KEY POINTS:
The NZX has given its members the stock market equivalent of a "stern talking to", saying companies must do a better job of disclosing market-sensitive information.
In a notice published on the NZX website yesterday, the exchange says it is "unhappy with recent examples of poor timing and lack of detail in disclosures by some companies".
While the notice does not name any companies specifically, listed companies Guinness Peat Group (GPG) and SkyCity are understood to have prompted complaints to the NZX about the way they disclosed news last week.
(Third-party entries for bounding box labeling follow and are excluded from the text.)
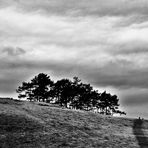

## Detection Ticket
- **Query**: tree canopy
[16,73,126,115]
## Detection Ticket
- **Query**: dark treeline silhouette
[16,73,126,115]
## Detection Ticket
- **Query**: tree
[53,79,72,108]
[16,73,53,102]
[97,91,125,115]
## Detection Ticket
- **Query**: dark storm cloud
[2,46,26,56]
[0,0,148,16]
[111,40,148,55]
[121,88,148,106]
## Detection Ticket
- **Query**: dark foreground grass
[0,99,147,148]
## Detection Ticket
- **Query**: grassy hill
[0,99,148,148]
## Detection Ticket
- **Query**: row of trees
[16,73,126,115]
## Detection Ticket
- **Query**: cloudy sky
[0,0,148,118]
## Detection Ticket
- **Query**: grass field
[0,99,148,148]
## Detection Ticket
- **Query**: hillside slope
[0,99,148,148]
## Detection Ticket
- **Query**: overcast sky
[0,0,148,118]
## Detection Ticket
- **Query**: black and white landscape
[0,0,148,148]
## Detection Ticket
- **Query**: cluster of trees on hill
[16,73,126,115]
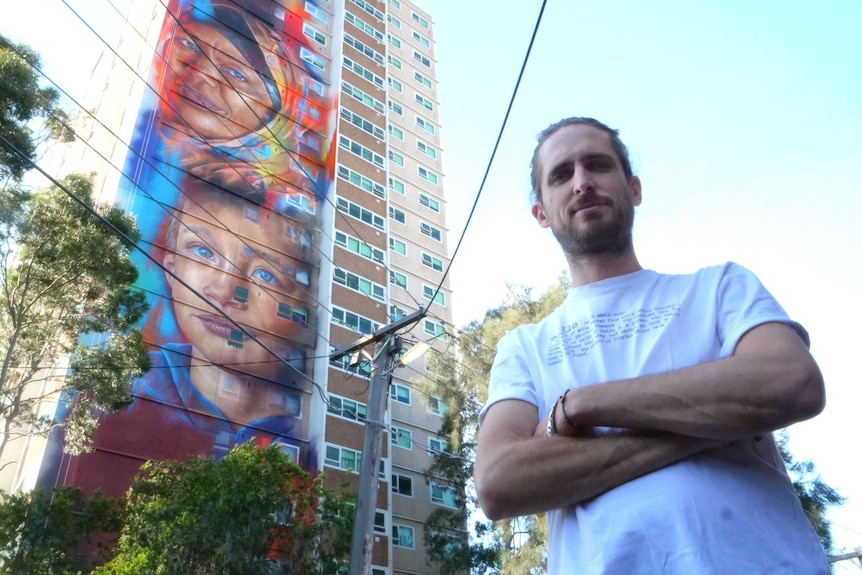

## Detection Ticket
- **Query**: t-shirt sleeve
[479,330,538,425]
[717,263,809,357]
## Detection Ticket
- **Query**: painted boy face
[164,21,272,140]
[164,200,308,377]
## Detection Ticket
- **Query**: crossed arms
[475,323,825,519]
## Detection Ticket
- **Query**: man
[475,118,829,575]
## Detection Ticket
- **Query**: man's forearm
[475,428,725,519]
[557,324,823,441]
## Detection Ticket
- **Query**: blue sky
[0,0,862,573]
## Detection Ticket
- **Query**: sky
[0,0,862,573]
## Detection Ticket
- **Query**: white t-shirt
[480,263,829,575]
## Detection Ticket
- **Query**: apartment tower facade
[8,0,455,575]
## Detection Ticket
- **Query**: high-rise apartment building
[3,0,456,575]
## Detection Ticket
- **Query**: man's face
[163,22,272,140]
[533,125,641,256]
[164,201,308,377]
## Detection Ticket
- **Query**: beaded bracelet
[559,389,578,427]
[548,398,560,437]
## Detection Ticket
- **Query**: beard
[552,195,635,257]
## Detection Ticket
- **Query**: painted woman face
[164,196,309,377]
[163,21,273,140]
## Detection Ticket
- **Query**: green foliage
[424,276,569,575]
[0,35,71,182]
[0,487,123,575]
[0,175,150,466]
[99,444,353,575]
[777,430,844,553]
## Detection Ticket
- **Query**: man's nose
[573,166,595,194]
[204,268,249,309]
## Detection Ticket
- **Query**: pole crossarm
[329,307,428,361]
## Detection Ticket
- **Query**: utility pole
[330,308,427,575]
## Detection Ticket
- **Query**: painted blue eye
[192,246,215,260]
[251,268,278,285]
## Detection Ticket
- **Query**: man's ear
[533,202,551,228]
[629,176,643,206]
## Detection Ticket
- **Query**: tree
[777,429,844,553]
[0,175,150,469]
[99,444,353,575]
[0,35,72,184]
[0,487,123,575]
[425,276,569,575]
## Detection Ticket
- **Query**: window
[337,164,386,200]
[422,285,446,306]
[305,0,329,24]
[389,304,408,321]
[344,11,383,43]
[227,328,245,349]
[342,56,383,90]
[416,94,434,112]
[410,12,428,30]
[420,166,437,186]
[389,383,410,405]
[389,178,404,194]
[413,30,431,48]
[428,437,449,453]
[392,473,413,497]
[374,511,387,535]
[419,222,443,242]
[332,306,380,333]
[424,319,446,340]
[424,252,443,272]
[419,192,440,214]
[431,481,458,509]
[413,50,431,68]
[299,46,326,71]
[341,81,385,114]
[341,108,383,140]
[335,230,383,263]
[329,355,371,378]
[416,142,437,160]
[416,116,435,136]
[351,0,383,22]
[338,132,384,168]
[323,443,362,473]
[389,236,407,256]
[413,72,434,90]
[389,427,413,449]
[389,270,407,289]
[335,198,384,233]
[389,206,407,224]
[392,524,415,549]
[302,22,326,46]
[326,395,368,423]
[428,395,446,416]
[332,268,384,301]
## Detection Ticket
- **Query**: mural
[48,0,334,493]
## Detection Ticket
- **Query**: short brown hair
[530,116,634,202]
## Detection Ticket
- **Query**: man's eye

Last Thursday GPG's shares were put on a trading halt by the NZX after information began to filter to the market about a $230 million fine imposed on its Coats business by the European Competition Commissioner. The EU ruling came out overnight New Zealand time. GPG shares fell 5c in morning trading before the halt was called.
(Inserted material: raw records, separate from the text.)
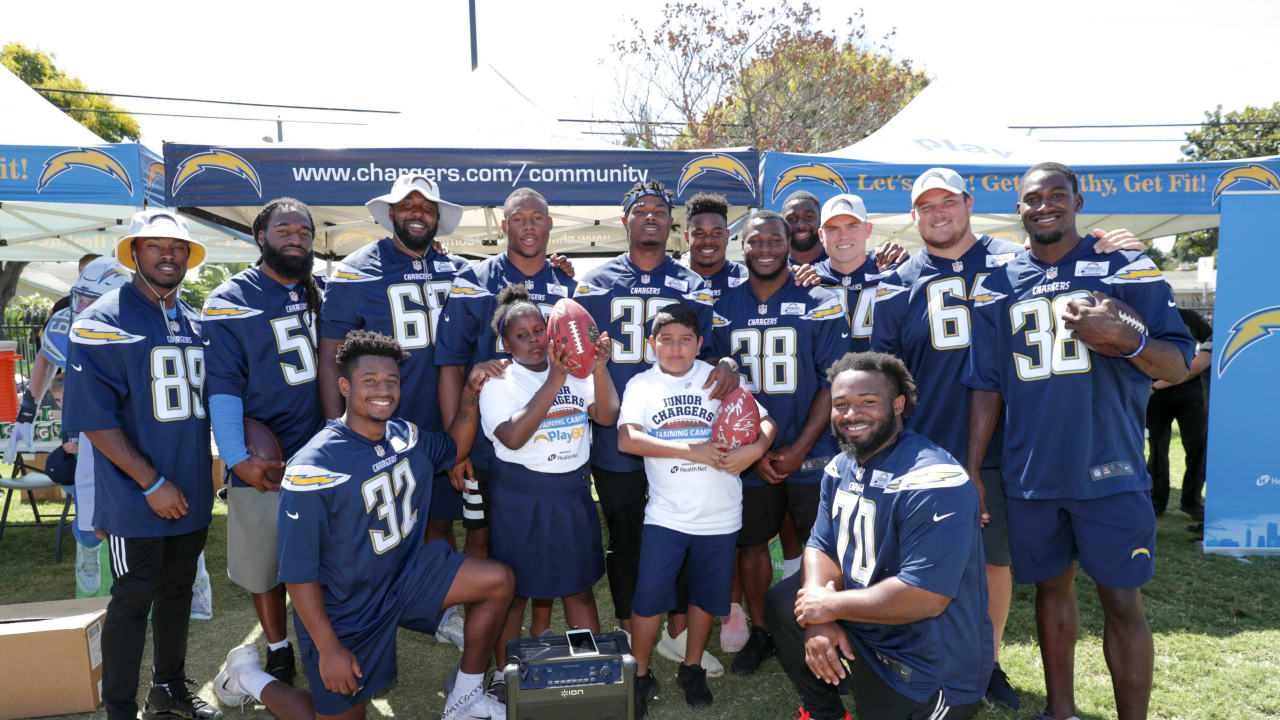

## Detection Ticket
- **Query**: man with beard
[201,197,324,683]
[712,211,849,675]
[319,173,467,647]
[767,352,992,720]
[435,187,577,557]
[573,181,739,678]
[63,209,223,720]
[963,163,1196,720]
On Friday SkyCity disclosed news of takeover interest - at significant premium to the current price - buried in a release with the heading "Profit Distribution Plan and Associated Disclosure".
The release upset a number of brokers and investors caught off guard as the share price soared.
"When investors hear that the market has learned of material information only via international newswires, or that companies have included significant material information in other unrelated market releases, their confidence in the credibility of those companies, and the market as a whole, is invariably dented," the notice said.
Not all of the most recent cases constituted actual breaches of the Listing Rules, which meant there was little the NZX could do by way of imposing penalties, the notice said.
"It is intensely frustrating for NZX that it is not able to do so, when overall market confidence is suffering because a few companies are failing to recognise the rights of New Zealand investors to expect equal access to good-quality information about the companies they own."
A spokeswoman for the NZX had no further comment yesterday.